Adapted from Margery Williams’ classic tale of true friendship and what it means to be “really real,” Creative PlayGround’s version of this most wonderful story modernizes language and locale but retains the original heart. Audience members participate in this play from its opening moment as both guests and gifts at the young protagonist Billy’s birthday party. Presents range from an erector set to a video game – all very exciting – but the gift Billy comes to love the most is a stuffed Velveteen Rabbit who becomes his best friend, his confidant and his partner on adventures. The Velveteen Rabbit first comes alive for Billy and the audience through an interactive improvisation of the Adventure of The California Kid and his Sidekick Spot. During this adventure, and the ones that follow, Spot and Billy learn about trust, communication, cooperation, success, failure and how much fun it can be to pretend. Through his imaginary play, the Velveteen Rabbit becomes real to Billy – and the young eyes in the audience – and Billy learns that real love and friendship have nothing to do with what you look like or what you have. The power of true friendship resides in what you share.

This adapted version of the story retains Margery Williams’ original ending in which the Velveteen Rabbit must be destroyed to keep Billy safe from the residual germs of a recent bout with a “fever.” When the Nursery Magic Fairy comes to take the Velveteen Rabbit away and make him “really real,” each audience member is challenged to think about, question and start to define what that means to them.
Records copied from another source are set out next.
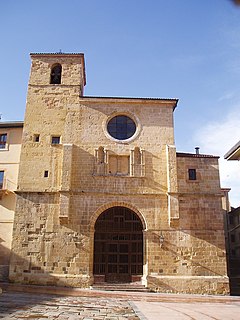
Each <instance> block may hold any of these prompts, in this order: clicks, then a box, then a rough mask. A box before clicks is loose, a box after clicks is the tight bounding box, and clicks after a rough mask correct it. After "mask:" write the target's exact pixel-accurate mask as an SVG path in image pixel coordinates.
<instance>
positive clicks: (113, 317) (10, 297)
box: [0, 292, 139, 320]
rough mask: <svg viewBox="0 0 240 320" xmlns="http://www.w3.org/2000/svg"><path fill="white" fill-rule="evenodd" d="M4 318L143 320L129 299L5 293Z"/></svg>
mask: <svg viewBox="0 0 240 320" xmlns="http://www.w3.org/2000/svg"><path fill="white" fill-rule="evenodd" d="M0 319H39V320H40V319H41V320H42V319H58V320H77V319H80V320H81V319H84V320H102V319H104V320H124V319H125V320H126V319H129V320H139V317H138V316H136V313H135V311H134V310H133V308H132V306H131V305H130V304H129V302H128V301H126V300H125V301H124V300H121V299H114V298H113V299H110V298H108V299H106V298H95V297H92V298H91V297H63V296H53V295H34V294H29V293H13V292H11V293H9V292H4V293H3V294H2V295H1V296H0Z"/></svg>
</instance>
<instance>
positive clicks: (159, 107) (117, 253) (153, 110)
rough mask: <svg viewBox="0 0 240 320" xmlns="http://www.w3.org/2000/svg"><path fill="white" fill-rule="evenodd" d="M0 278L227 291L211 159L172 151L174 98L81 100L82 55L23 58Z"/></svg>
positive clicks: (84, 99)
mask: <svg viewBox="0 0 240 320" xmlns="http://www.w3.org/2000/svg"><path fill="white" fill-rule="evenodd" d="M31 59H32V67H31V74H30V80H29V85H28V96H27V105H26V114H25V120H24V129H23V140H22V149H21V158H20V167H19V178H18V187H17V191H16V194H17V201H16V210H15V220H14V226H13V241H12V255H11V262H10V271H9V278H10V281H13V282H20V283H24V284H40V285H57V286H72V287H90V286H91V285H92V284H93V283H94V282H134V281H140V280H141V281H142V283H143V284H144V285H146V286H147V287H149V288H151V289H152V290H154V291H161V292H188V293H208V294H216V293H220V294H226V293H228V292H229V285H228V277H227V273H226V254H225V240H224V229H223V214H224V210H223V208H222V197H223V192H222V190H221V187H220V182H219V169H218V157H215V156H210V155H202V154H199V152H197V153H194V154H189V153H178V152H176V148H175V145H174V125H173V112H174V109H175V108H176V106H177V102H178V100H176V99H149V98H148V99H147V98H116V97H115V98H114V97H89V96H84V94H83V92H84V85H85V83H86V78H85V64H84V55H83V54H64V53H59V54H42V53H40V54H36V53H34V54H31Z"/></svg>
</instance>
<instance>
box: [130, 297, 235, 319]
mask: <svg viewBox="0 0 240 320" xmlns="http://www.w3.org/2000/svg"><path fill="white" fill-rule="evenodd" d="M131 305H132V307H133V309H134V310H135V312H136V314H138V311H139V312H140V318H141V320H143V319H146V320H189V319H192V320H209V319H214V320H239V319H240V303H239V302H234V301H233V302H232V303H227V304H223V303H196V302H194V303H186V302H185V303H182V302H180V303H179V302H169V303H168V302H143V301H134V302H133V303H132V304H131Z"/></svg>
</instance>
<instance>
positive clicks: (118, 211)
mask: <svg viewBox="0 0 240 320" xmlns="http://www.w3.org/2000/svg"><path fill="white" fill-rule="evenodd" d="M93 273H94V278H95V279H101V281H106V282H132V281H135V280H140V278H141V277H142V275H143V224H142V222H141V220H140V218H139V217H138V215H137V214H136V213H135V212H134V211H132V210H131V209H129V208H126V207H122V206H115V207H111V208H109V209H107V210H105V211H104V212H103V213H102V214H101V215H100V216H99V217H98V219H97V221H96V223H95V234H94V272H93Z"/></svg>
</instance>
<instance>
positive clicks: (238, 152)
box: [224, 141, 240, 295]
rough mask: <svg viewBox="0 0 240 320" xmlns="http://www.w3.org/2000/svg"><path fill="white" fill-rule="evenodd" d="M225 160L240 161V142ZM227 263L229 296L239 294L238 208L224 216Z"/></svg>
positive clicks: (239, 221) (238, 227)
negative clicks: (225, 218) (229, 285)
mask: <svg viewBox="0 0 240 320" xmlns="http://www.w3.org/2000/svg"><path fill="white" fill-rule="evenodd" d="M224 158H225V159H227V160H231V161H233V160H238V161H239V160H240V141H238V143H236V144H235V145H234V146H233V147H232V148H231V149H230V150H229V151H228V152H227V153H226V154H225V156H224ZM226 226H227V228H226V231H227V232H226V234H227V261H228V275H229V279H230V289H231V294H237V295H239V294H240V207H237V208H231V209H230V210H228V213H227V215H226Z"/></svg>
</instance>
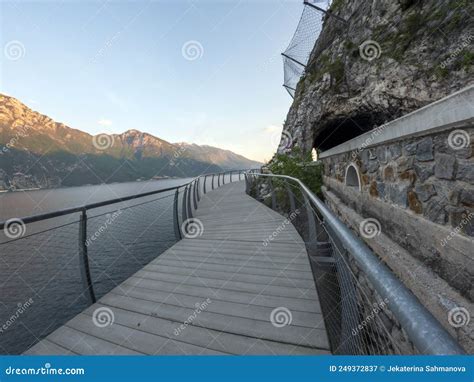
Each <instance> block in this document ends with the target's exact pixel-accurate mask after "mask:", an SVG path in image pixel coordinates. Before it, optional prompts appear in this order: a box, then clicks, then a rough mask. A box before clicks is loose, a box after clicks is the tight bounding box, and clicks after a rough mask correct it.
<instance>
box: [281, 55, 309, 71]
mask: <svg viewBox="0 0 474 382" xmlns="http://www.w3.org/2000/svg"><path fill="white" fill-rule="evenodd" d="M281 55H282V56H283V57H285V58H287V59H288V60H291V61H293V62H296V63H297V64H298V65H301V66H302V67H303V68H306V65H305V64H302V63H301V62H299V61H297V60H295V59H294V58H292V57H290V56H288V55H286V54H285V53H282V54H281Z"/></svg>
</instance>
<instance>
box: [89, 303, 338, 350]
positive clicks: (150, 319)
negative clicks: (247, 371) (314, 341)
mask: <svg viewBox="0 0 474 382" xmlns="http://www.w3.org/2000/svg"><path fill="white" fill-rule="evenodd" d="M103 306H104V305H100V304H97V305H94V307H90V308H89V309H87V310H86V311H85V312H84V313H85V314H88V315H92V314H93V311H94V309H96V308H97V307H103ZM114 313H115V323H117V324H120V325H122V326H128V327H131V328H138V327H139V328H140V330H143V331H144V332H147V333H153V334H156V335H159V336H162V337H166V336H168V337H169V338H170V339H171V340H175V339H179V341H181V342H185V343H189V344H194V345H197V346H200V347H204V348H208V349H212V350H215V351H218V352H222V353H230V354H249V355H250V354H252V355H256V354H278V355H285V354H287V355H288V354H290V355H291V354H293V355H302V354H327V353H329V352H328V351H327V350H323V349H317V348H311V347H302V346H295V345H289V344H283V343H278V342H275V341H267V340H262V339H257V338H252V337H246V336H239V335H235V334H232V333H227V332H223V331H216V330H213V329H209V328H202V327H199V326H194V325H189V326H185V328H184V329H181V327H180V326H181V325H182V324H183V323H182V322H176V321H170V320H165V319H163V318H160V317H153V316H149V315H145V314H141V313H137V312H132V311H129V310H123V309H120V308H114Z"/></svg>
Performances: June 23 and October 20

Three Tales by Hans Christian Andersen

Weaving together the classic Andersen fairytales of The SwineherdThe Princess and the Pea and The Emperor’s New Clothes, Creative PlayGround tells the history of a single royal family.

A suiting Prince becomes Swineherd to woo and win the heart of a spoiled young Princess, teaching her in the process to see worth in terms other than material value. After their marriage, the happy couple become rulers of the land. As Emperor, the ex-Swineherd thinks only of his wardrobe, neglecting his kingdom entirely. But two charlatan tailors come and teach him about the dangers of vanity. Time passes and the couple’s son comes of age. The young Prince must find a bride and, for his mother, (the spoiled young Princess turned Queen) only a proper princess with proper papers will do. Of course, the lovely girl who arrives is authenticated by a Pea, but her true worth is seen from the first moment by the simple Prince who loves her for who – not what – she is.